En ce sens, il cherche à impulser un mouvement vers une approche constructiviste dans le domaine des études de renseignement, encore limitée pour l’instant. Il rappelle que les Études sur le renseignement sont encore relativement conventionnelles et traditionnelles, avec un accent très marqué sur les recherches historiques, juridiques, organisationnelles et stratégiques. « Dans ce domaine, on a encore trop tendance à concevoir que le renseignement fonctionne partout de la même manière », souligne-t-il. « Pourtant, il existe des différences nationales dans l’organisation de la communauté de renseignement ou même dans ses fonctions ». Marco Munier explique ces différences en s’intéressant au contexte culturel dans lequel évolue le renseignement, qui oriente ses fonctions. Si d’autres avaient déjà commencé à s’intéresser aux cultures de renseignement depuis plusieurs années, son objectif était de produire une « conceptualisation rigoureuse de la culture nationale de renseignement, que j’ai d’abord illustré avec le cas du Canada ». En ce sens, son travail sur les cultures nationales du renseignement lui permet de traiter indirectement des pratiques et des réformes du renseignement.

Les sujets de recherche touchent souvent à une question fondamentale qui nous habite. C’est le cas aussi pour Marco Munier. « En fait, je m’intéresse à tout ce qui est questions sécuritaires et de défense ».

En tant que chercheur émergent au Réseau d’analyse stratégique (RAS), il suit l’actualité de près (l’un de ses mandats est de répondre aux évènements qui intéressent les domaines d’étude du réseau).

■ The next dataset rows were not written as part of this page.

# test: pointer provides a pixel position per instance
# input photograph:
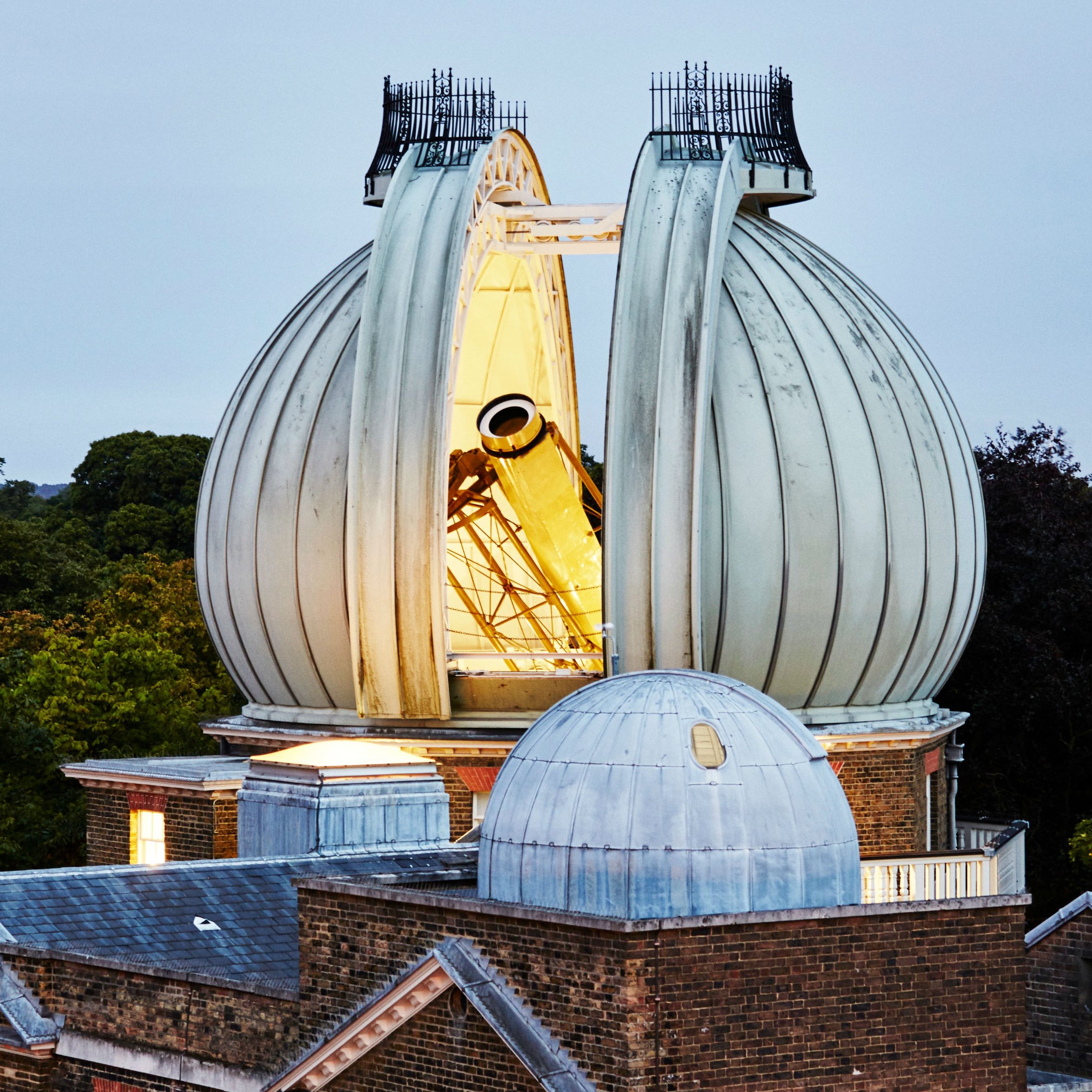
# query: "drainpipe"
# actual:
(954, 755)
(611, 662)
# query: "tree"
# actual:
(139, 493)
(1027, 673)
(48, 573)
(134, 675)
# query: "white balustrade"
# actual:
(991, 861)
(921, 878)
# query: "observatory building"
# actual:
(547, 780)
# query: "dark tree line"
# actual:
(1027, 674)
(103, 650)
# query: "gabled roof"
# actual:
(457, 963)
(1067, 912)
(148, 916)
(27, 1029)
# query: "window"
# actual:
(148, 843)
(1085, 983)
(706, 746)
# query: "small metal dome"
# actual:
(665, 794)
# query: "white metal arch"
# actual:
(438, 227)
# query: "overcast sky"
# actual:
(175, 176)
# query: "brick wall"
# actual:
(926, 1001)
(188, 824)
(462, 799)
(197, 827)
(911, 1001)
(442, 1050)
(22, 1074)
(886, 790)
(225, 829)
(82, 1077)
(1060, 1012)
(352, 947)
(228, 1026)
(107, 826)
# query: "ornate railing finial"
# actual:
(449, 118)
(702, 113)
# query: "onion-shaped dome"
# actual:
(669, 793)
(270, 545)
(830, 551)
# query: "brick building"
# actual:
(544, 786)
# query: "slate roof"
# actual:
(140, 916)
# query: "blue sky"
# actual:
(176, 176)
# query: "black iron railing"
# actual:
(703, 112)
(447, 118)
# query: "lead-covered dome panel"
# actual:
(661, 794)
(270, 553)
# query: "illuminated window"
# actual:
(707, 747)
(148, 843)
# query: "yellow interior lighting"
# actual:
(148, 841)
(508, 609)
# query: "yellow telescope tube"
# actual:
(532, 473)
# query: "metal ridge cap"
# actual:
(1060, 917)
(208, 864)
(153, 970)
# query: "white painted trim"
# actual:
(173, 786)
(172, 1065)
(371, 1027)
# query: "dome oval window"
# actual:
(706, 746)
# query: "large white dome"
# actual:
(270, 544)
(791, 497)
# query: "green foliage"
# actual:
(593, 467)
(52, 573)
(103, 649)
(1027, 672)
(134, 675)
(1080, 848)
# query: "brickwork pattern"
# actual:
(207, 1021)
(923, 1001)
(225, 828)
(462, 799)
(441, 1050)
(197, 828)
(83, 1077)
(189, 823)
(107, 826)
(1060, 1018)
(912, 1001)
(21, 1074)
(886, 790)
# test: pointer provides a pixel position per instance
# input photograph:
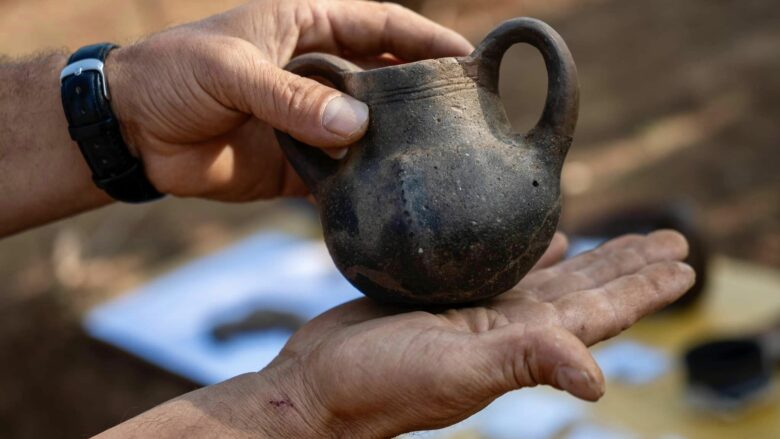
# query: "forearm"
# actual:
(254, 405)
(42, 174)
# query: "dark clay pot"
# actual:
(440, 202)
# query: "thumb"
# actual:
(515, 357)
(307, 110)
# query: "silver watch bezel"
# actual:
(89, 64)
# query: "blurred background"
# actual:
(680, 108)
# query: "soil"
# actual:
(680, 105)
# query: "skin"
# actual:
(197, 104)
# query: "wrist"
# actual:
(118, 85)
(282, 404)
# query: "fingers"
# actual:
(616, 258)
(240, 166)
(598, 314)
(309, 111)
(554, 252)
(515, 357)
(369, 28)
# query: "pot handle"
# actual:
(557, 123)
(310, 162)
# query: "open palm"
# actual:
(382, 371)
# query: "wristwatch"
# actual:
(93, 125)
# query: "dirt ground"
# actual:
(680, 104)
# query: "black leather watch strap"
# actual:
(92, 124)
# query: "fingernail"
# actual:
(344, 116)
(578, 382)
(336, 153)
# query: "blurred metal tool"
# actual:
(258, 321)
(732, 373)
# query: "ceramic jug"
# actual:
(441, 202)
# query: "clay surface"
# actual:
(441, 202)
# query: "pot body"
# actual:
(440, 202)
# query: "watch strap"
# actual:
(93, 125)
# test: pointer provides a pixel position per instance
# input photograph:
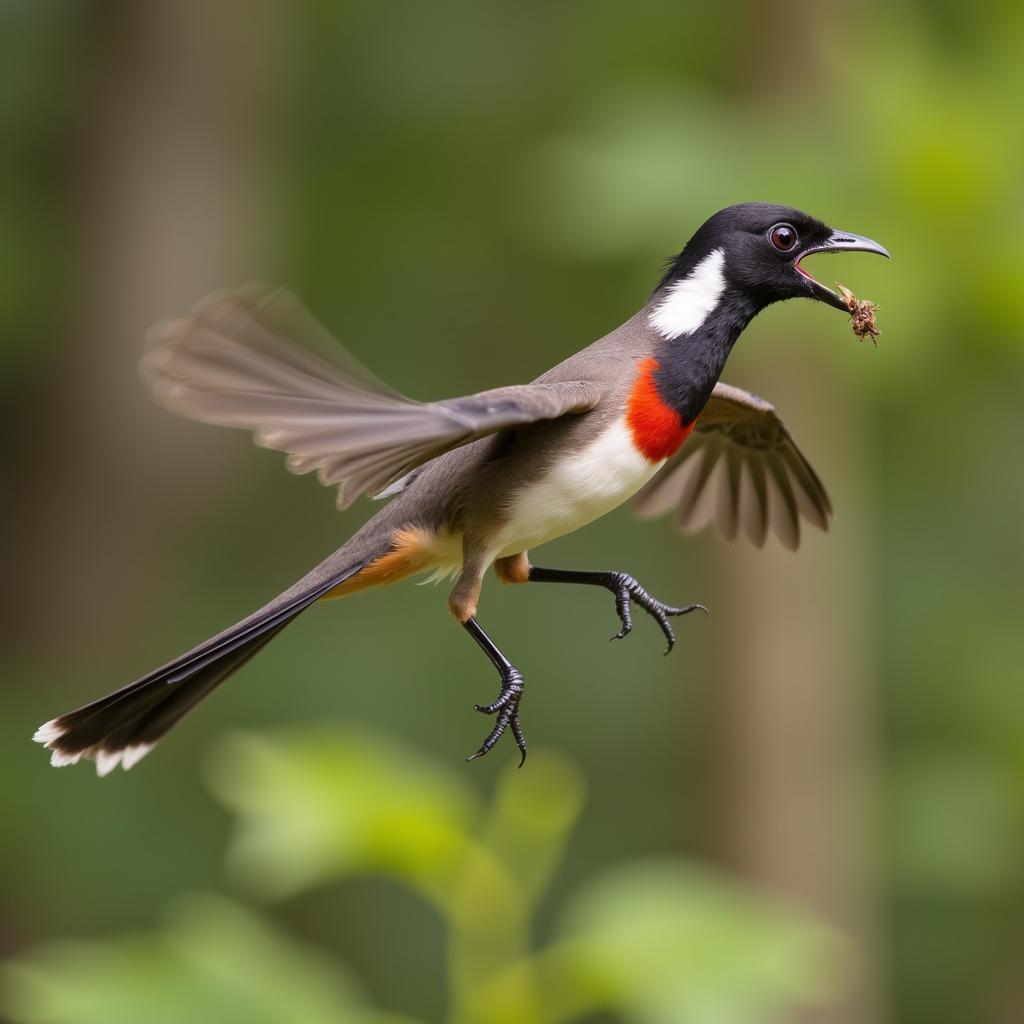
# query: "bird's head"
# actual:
(755, 250)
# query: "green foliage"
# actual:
(212, 963)
(659, 942)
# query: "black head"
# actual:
(762, 245)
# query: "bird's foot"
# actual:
(506, 708)
(628, 590)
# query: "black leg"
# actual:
(626, 590)
(507, 705)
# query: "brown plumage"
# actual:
(475, 481)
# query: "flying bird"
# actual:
(478, 481)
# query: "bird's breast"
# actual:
(577, 487)
(656, 428)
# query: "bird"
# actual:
(479, 481)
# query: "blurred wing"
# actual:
(739, 468)
(256, 359)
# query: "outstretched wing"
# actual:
(255, 358)
(739, 468)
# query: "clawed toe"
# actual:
(507, 710)
(628, 590)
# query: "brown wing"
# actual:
(256, 359)
(739, 468)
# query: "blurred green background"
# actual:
(812, 812)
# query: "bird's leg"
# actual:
(506, 707)
(627, 590)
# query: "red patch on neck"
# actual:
(656, 429)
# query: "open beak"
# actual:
(840, 242)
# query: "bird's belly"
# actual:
(578, 488)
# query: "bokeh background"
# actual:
(813, 811)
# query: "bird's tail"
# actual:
(123, 727)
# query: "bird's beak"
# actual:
(840, 242)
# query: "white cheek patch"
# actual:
(688, 302)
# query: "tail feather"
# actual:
(124, 726)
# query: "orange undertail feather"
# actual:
(656, 429)
(411, 553)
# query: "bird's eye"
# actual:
(783, 238)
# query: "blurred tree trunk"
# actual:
(168, 180)
(792, 705)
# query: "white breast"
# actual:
(578, 488)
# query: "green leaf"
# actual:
(669, 943)
(324, 804)
(213, 963)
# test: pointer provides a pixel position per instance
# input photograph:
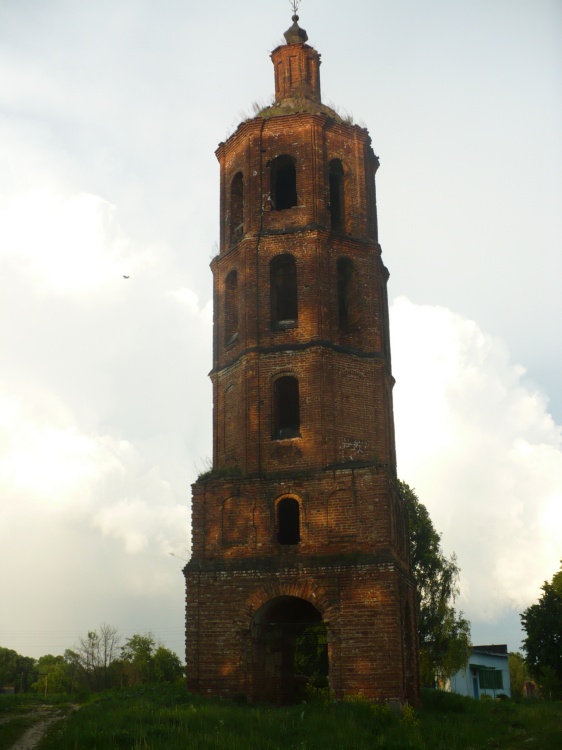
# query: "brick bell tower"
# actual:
(299, 534)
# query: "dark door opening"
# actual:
(290, 650)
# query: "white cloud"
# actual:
(482, 452)
(68, 243)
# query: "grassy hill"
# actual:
(165, 718)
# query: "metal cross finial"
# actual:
(295, 5)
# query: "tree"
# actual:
(92, 656)
(543, 645)
(167, 665)
(53, 675)
(142, 661)
(137, 661)
(518, 674)
(444, 635)
(15, 668)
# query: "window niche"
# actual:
(288, 521)
(283, 291)
(286, 408)
(335, 174)
(236, 208)
(283, 183)
(231, 308)
(346, 302)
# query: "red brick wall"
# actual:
(350, 567)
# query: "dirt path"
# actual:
(32, 736)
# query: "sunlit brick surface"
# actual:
(349, 565)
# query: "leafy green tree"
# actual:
(54, 675)
(91, 658)
(137, 659)
(167, 665)
(15, 669)
(142, 661)
(444, 635)
(518, 674)
(543, 645)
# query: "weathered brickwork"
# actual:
(300, 521)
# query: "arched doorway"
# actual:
(289, 650)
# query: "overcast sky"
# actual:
(110, 113)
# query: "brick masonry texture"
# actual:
(248, 594)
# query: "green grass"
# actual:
(166, 717)
(20, 712)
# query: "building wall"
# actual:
(463, 682)
(248, 591)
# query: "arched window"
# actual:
(286, 409)
(231, 308)
(345, 297)
(336, 195)
(236, 208)
(288, 521)
(283, 182)
(283, 291)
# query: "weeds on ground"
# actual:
(168, 717)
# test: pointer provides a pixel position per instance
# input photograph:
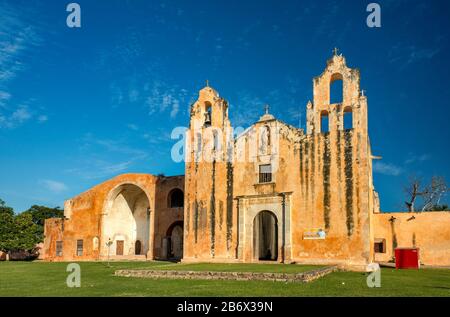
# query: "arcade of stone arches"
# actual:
(127, 224)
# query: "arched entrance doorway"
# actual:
(137, 247)
(174, 241)
(126, 221)
(265, 238)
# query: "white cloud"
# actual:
(387, 169)
(133, 127)
(42, 118)
(54, 186)
(417, 158)
(16, 117)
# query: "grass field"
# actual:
(97, 279)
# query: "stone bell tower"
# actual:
(337, 136)
(208, 183)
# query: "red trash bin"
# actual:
(407, 258)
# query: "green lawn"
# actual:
(49, 279)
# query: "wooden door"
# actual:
(119, 247)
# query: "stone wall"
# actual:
(90, 217)
(428, 231)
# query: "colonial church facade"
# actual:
(273, 192)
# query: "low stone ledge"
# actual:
(304, 277)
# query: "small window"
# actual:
(208, 114)
(176, 198)
(265, 173)
(79, 247)
(199, 143)
(348, 118)
(58, 248)
(324, 122)
(380, 246)
(336, 89)
(216, 144)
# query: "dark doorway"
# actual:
(119, 247)
(176, 198)
(137, 247)
(266, 236)
(174, 238)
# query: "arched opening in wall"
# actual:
(348, 118)
(174, 241)
(336, 89)
(95, 243)
(216, 144)
(137, 247)
(208, 114)
(125, 221)
(265, 236)
(175, 199)
(264, 140)
(198, 141)
(324, 122)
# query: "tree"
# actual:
(428, 196)
(413, 191)
(433, 193)
(40, 213)
(22, 232)
(7, 227)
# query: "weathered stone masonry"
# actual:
(274, 192)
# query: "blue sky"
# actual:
(79, 106)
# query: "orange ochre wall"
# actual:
(428, 231)
(83, 216)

Le conflit russo-ukrainien l’intéresse particulièrement; les domaines du renseignement général s’y renouvellent énormément. On assiste à la matérialisation de coopérations internationales dans un contexte de montée de la multipolarité. Dans le même temps, «quel est le nouveau rôle du renseignement dans cette guerre-là ?».

Marco Munier remarque que, loin d’être « très secret » comme il avait pu l’être, on observe des Ministères de la Défense qui « dévoilent chaque jour des informations publiques sur l’avancée des troupes russes ». Cela leur permet aussi de « contrer certaines informations ». Ici, les cyberattaques et la propagation de fausses nouvelles touchent évidemment à ses sujets de recherche. « Cela fait partie de ce que les agences de renseignement doivent prendre en compte, donc j’y touche indirectement ».

Ce printemps, Marco Munier est récipiendaire d’une Bourse Banque Scotia-IEIM. Il avait également réussi à obtenir la bourse du FRQSC en 2021. « Avant ces bourses-là, je n’avais un revenu que grâce à mon directeur de recherche – en tant qu’auxiliaire d’enseignement et de recherche ». En outre, « en tant qu’étudiant étranger, l’accès aux bourses était compliqué, plus limité… ». Ces deux bourses lui ont vraiment permis de se « concentrer pleinement sur ses recherches, sur le volet académique. Cela inclut la thèse bien sûr, mais aussi d’autres recherches qu’il mène en parallèle.

Grâce à la bourse Banque Scotia-IEIM, Marco Munier compte utiliser une partie des fonds pour se rendre en Italie et réaliser les entretiens dont il a besoin dans le cadre de de sa thèse. « En personne, les langues se délient un peu plus ! ».

L’IEIM félicite l’ensemble des récipiendaires des Bourses-stages Banque Scotia-IEIM 2022! La remise des bourses aura lieu le jeudi 19 mai 2022. Elle sera suivie d’une conférence sur les perspectives de l’économie mondiale.